I had a lawyer friend write a non-hostile letter to the pharmacy describing my experience. The company went into classic hunker-down mode. Their response was like the classic lawyer’s refrain: My client was nowhere near the site of the crime, but even if you can show that he was, he didn’t do it; and even if you can prove that he did commit the crime, he promises to not to do it again. The essence of the company’s response was that I couldn’t prove that I received a mixture of drugs; but that even if I could, I couldn’t prove it was the pharmacy’s fault; and that as a physician, from the beginning, I should have noticed that something was amiss.
Aside from choosing carefully which pharmacies to avoid, my story offers some important lessons for consumers of prescription drugs.

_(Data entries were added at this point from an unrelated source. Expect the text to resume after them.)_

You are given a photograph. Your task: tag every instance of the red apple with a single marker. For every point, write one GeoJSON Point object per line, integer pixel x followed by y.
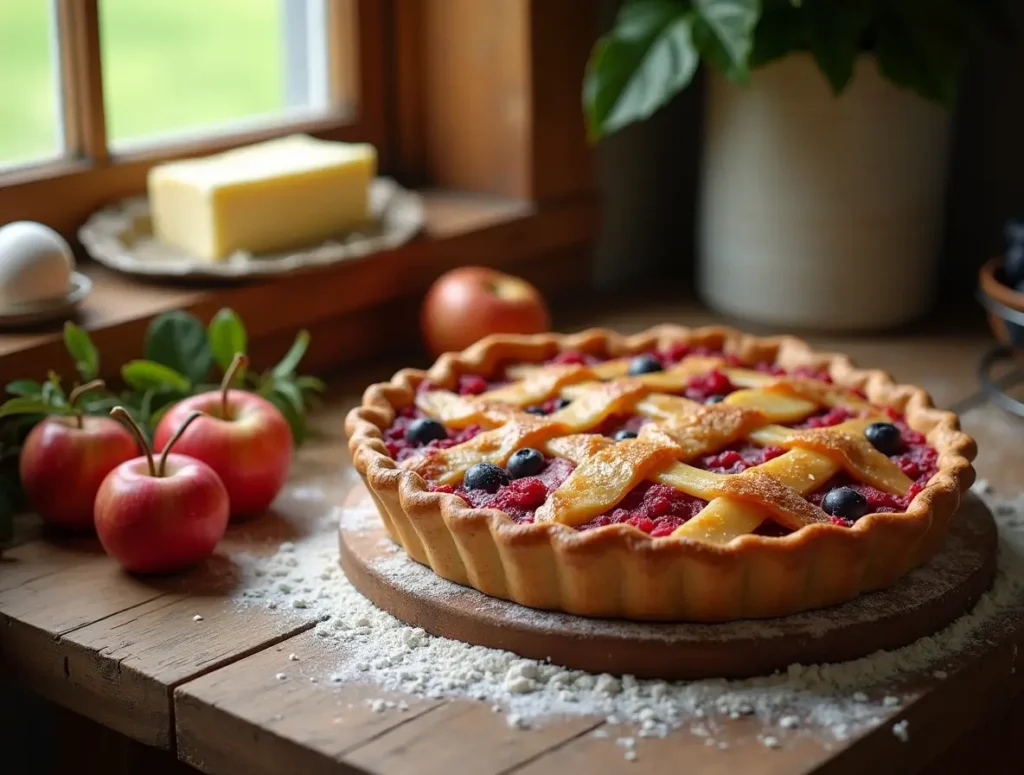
{"type": "Point", "coordinates": [65, 460]}
{"type": "Point", "coordinates": [160, 517]}
{"type": "Point", "coordinates": [469, 303]}
{"type": "Point", "coordinates": [242, 436]}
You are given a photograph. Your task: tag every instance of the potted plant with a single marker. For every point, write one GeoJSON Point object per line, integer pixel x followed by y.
{"type": "Point", "coordinates": [825, 141]}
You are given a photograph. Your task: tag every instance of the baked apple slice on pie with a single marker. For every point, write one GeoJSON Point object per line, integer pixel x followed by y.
{"type": "Point", "coordinates": [678, 474]}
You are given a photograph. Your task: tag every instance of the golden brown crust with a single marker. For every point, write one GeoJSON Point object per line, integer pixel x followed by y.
{"type": "Point", "coordinates": [620, 571]}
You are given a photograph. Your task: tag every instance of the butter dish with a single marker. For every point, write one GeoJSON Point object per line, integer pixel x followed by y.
{"type": "Point", "coordinates": [121, 237]}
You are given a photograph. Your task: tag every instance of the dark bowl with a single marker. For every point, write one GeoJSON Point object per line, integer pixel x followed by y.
{"type": "Point", "coordinates": [1004, 304]}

First, I regret that I didn’t complain at the time to the state pharmacy board and to the local police. After all, someone contaminated my drug purchase with a potent narcotic; and whether it was done by a terrorist or an incompetent pharmacist, I could have been severely injured. Moreover, according to former police chief and drug control expert Joseph McNamara, for possessing a controlled substance without a prescription I was also in legal jeopardy (especially had I been driving while impaired).
How can consumers detect such errors? Be vigilant for anything amiss in any prescription drug – a mixture of pills of different appearance; unusual color, texture, markings or packaging; and any change in effectiveness or side effects. As an aid to customers, my current pharmacy includes a physical description of the pill right on the label of the container; a vial that I picked up this week offers this description, “Oval White,10/PD 155,” which corresponds to the appearance and markings on the tablets. This cheap, effective and systematic expedient enables patients to verify that they’re getting the correct drug in each prescription.
Medication errors in hospitals have received a lot of attention, but mistakes occur in neighborhood pharmacies, too. Be attentive, be careful, be well.